Firstly, the Arabs must resolve to eliminate once and for all any notion of recourse to force in their mutual relations. Any disputes that arise among them, regardless of the passions they stir, must be resolved through peaceful means that may range from direct negotiations to arbitration. This, naturally, entails developing the relevant political, organisational and legal structures, including the establishment of an Arab Court of Justice, which is one of the proposals at hand for developing the Arab League. It also entails creating the procedures and machinery for enforcing the principle of non-aggression.
Secondly, Arab officials and opinion pundits must abandon that impractical and unrealistic all-or-nothing and all-at-once approach that ensured that such projects as the Arab Common Market and the Mutual Arab Defence Pact remained no more than ink on paper. We have much to learn, here, from the European experience, which evolved gradually in ever expanding circles, from a range of limited agreements between a handful of nations to the European Union we see today. Moreover, even after a half century of evolution, the EU has not yet reached a joint defence agreement even if work towards this end has not abated. The arduous negotiations involved in drafting the EU constitution alone supplies a host of concrete lessons in the business of forging a viable edifice for regional integration.

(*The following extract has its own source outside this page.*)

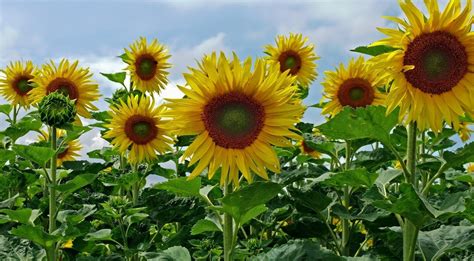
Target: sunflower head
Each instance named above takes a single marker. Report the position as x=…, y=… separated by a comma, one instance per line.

The third principle is to broaden the scope of participation. Experts in political affairs, law, economics and other fields have important contributions to offer in the formulation of viable structures and projects for inter-Arab cooperation. This point was driven home to me at the recent Al-Ahram seminar in Dubai on Egyptian-Gulf relations, during which I was impressed by the mere range and scope of ideas for stimulating and promoting Arab cooperation. At the same time, I was sobered by the severity of the criticism levelled at current performance of Arab economic cooperation as manifested in the paltry figures of inter-Arab trade. Simply to consider this reality in the context of countries that are supposedly to come together in an Arab Common Market throws into relief the extent of the gap between theory as laid down in the text of their agreement and actual practice.
The fourth principle, which stems directly from the foregoing, is that the institutional frameworks and structures for Arab cooperation must be scaled to realities on the ground. The importance of this principle cannot be overestimated, for the lack of harmony between structural systems and concrete realities only produces cacophony and, ultimately, public dissatisfaction and, perhaps, despair. For example, there have been bitter disputes between Arab countries that could not be resolved within the existing inter-Arab organisational frameworks and were therefore brought to international bodies for arbitration or mediation. This, in turn, worked to further undermine public confidence in the ability of Arab governments to collaborate effectively towards a common goal.
If we take the above-mentioned principles to heart, there should be no reason why we cannot seize the present to give a significant boost to the scope and quality of Arab cooperation. Looking back on our own experience and at that of such successful projects as the EU and ASEAN we also have a number of key words to keep us on course. Among these are realism and the respect for the individuality of every Arab country.